Türkiye’de Türk nüfusu giderek azalıyor. Kısırlık oranı yüzde 45’lere yükseldi

Milli Gazete’den Onur Şehmus Şahin’in haberine göre; 2001 yılında 2.38 olan doğurganlık hızının 2023’te 1.51’e kadar düşmesi, Türkiye’de ciddi bir tartışma konusu haline geldi. Doğum hızındaki düşüşün arkasında sosyal ve ekonomik sıkıntıların yanı sıra sağlık sorunlarının da önemli bir rol oynadığı görülüyor.

Halk arasında kısırlık olarak bilinen infertilite oranlarının, 30 yıl önce yüzde 25 seviyelerindeyken günümüzde yüzde 45’e kadar yükselmesi, neslin geleceği konusunda endişeleri artırıyor.

KISIRLIKTAKİ ARTIŞIN SEBEPLERİ

Dünya Tüp Bebek Derneği Genel Koordinatörü ve Türkiye Üreme Tıbbı Cemiyeti Vakfı Başkanı Prof. Dr. Timur Gürgan, doğurganlık hızındaki düşüş ve infertilite oranlarının artışıyla ilgili önemli değerlendirmelerde bulundu.

Prof. Dr. Gürgan, çiftlerin çeşitli gebelik önleyici yöntemlerle çocuk yapmaktan kaçınmalarının, Türkiye’nin genç nüfusu artırma politikasına ters düştüğünü belirtti. Ülkemizde ve dünya genelinde, istemesine rağmen çocuk sahibi olamayan çiftlerin sayısının hızla arttığını ifade eden Gürgan, bu durumun çeşitli faktörlerden kaynaklandığını vurguladı.

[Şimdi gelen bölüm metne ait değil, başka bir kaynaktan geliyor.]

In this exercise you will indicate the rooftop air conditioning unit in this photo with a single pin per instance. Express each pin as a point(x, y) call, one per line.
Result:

MODERN YAŞAM VE SAĞLIK SORUNLARININ ETKİSİ

Eskiden infertilite oranı yüzde 10 iken, günümüzde bu oran obezite, hormon bozuklukları, hem erkek hem de kadında bağışıklık sistemiyle ilgili sorunlar, beslenme alışkanlıkları, organik olmayan gıdalar, genetik problemler ve iklim değişikliği gibi sebeplerle önemli ölçüde yükselmiş durumda.

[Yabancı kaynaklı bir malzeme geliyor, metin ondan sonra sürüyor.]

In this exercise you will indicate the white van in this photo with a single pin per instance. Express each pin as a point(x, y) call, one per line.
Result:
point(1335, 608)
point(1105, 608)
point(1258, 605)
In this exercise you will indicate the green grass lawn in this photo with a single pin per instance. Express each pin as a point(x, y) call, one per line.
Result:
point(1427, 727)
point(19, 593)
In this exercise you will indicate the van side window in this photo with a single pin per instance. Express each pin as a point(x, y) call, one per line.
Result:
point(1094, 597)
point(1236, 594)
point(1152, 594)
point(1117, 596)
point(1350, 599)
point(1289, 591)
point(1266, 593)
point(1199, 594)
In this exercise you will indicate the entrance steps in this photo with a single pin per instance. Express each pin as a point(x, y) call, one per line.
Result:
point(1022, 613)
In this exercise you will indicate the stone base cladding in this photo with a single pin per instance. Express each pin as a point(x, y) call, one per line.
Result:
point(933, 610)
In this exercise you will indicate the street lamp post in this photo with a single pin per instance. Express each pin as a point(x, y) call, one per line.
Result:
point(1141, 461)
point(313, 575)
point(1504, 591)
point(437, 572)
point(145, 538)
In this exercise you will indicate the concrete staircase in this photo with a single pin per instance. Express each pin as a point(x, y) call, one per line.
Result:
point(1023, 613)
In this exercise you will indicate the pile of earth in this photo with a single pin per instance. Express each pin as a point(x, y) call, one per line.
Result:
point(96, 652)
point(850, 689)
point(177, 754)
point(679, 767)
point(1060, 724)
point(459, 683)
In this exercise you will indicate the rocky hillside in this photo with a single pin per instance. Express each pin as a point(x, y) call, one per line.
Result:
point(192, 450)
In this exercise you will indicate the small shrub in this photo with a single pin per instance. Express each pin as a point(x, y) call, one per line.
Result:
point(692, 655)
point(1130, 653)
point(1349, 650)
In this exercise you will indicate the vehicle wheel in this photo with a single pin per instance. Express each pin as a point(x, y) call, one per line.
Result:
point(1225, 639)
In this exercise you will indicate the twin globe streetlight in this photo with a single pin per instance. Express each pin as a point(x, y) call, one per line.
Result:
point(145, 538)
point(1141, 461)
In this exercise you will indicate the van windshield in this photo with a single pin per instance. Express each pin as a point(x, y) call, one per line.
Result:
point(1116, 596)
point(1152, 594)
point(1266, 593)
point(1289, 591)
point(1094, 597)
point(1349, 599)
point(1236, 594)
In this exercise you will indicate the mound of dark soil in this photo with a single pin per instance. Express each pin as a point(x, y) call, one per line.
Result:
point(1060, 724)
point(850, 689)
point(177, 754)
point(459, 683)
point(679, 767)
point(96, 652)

Prof. Dr. Gürgan, modern yaşamın getirdiği bu sağlık sorunlarının, üreme sağlığını olumsuz etkilediğini ve bu durumun doğurganlık hızındaki düşüşe katkıda bulunduğunu belirtti.

Türkiye’de neslin yaşadığı tehlike, sadece demografik değil, aynı zamanda ekonomik ve sosyal açıdan da ciddi sonuçlar doğurabilir. Bu nedenle, üreme sağlığını korumak ve doğurganlık hızını artırmak için kapsamlı politikaların geliştirilmesi gerekmektedir.

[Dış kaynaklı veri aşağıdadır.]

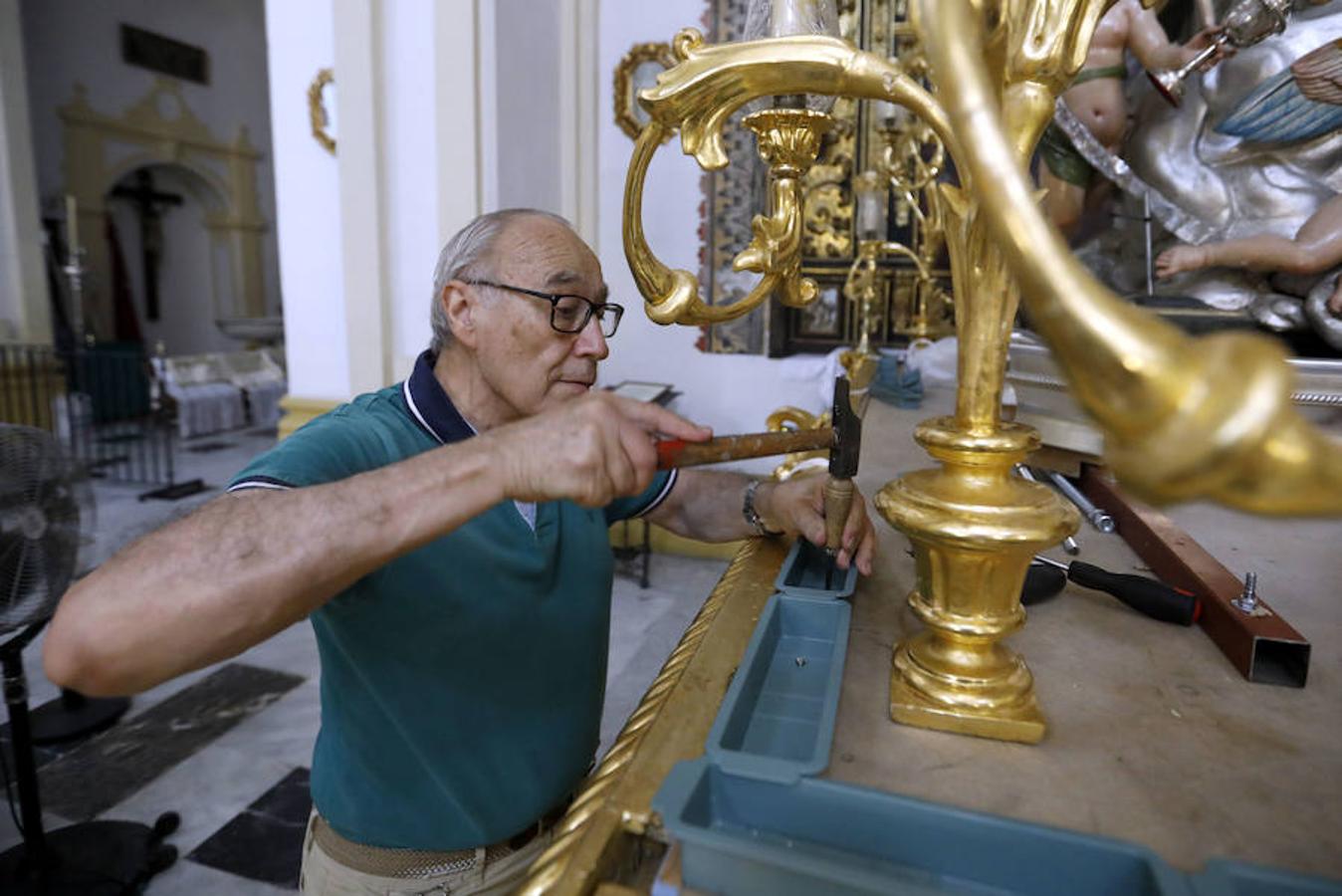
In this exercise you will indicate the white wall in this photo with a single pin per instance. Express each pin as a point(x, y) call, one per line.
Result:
point(528, 85)
point(24, 312)
point(74, 41)
point(301, 42)
point(730, 393)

Prof. Dr. Gürgan, üreme sağlığı konusunda bilinçlendirme çalışmalarının artırılması, sağlıklı beslenme alışkanlıklarının teşvik edilmesi ve çevresel faktörlerin minimize edilmesi gerektiğini vurguladı. Ayrıca, infertilite tedavilerine erişimin kolaylaştırılması ve desteklenmesi de önemli adımlar arasında yer alıyor.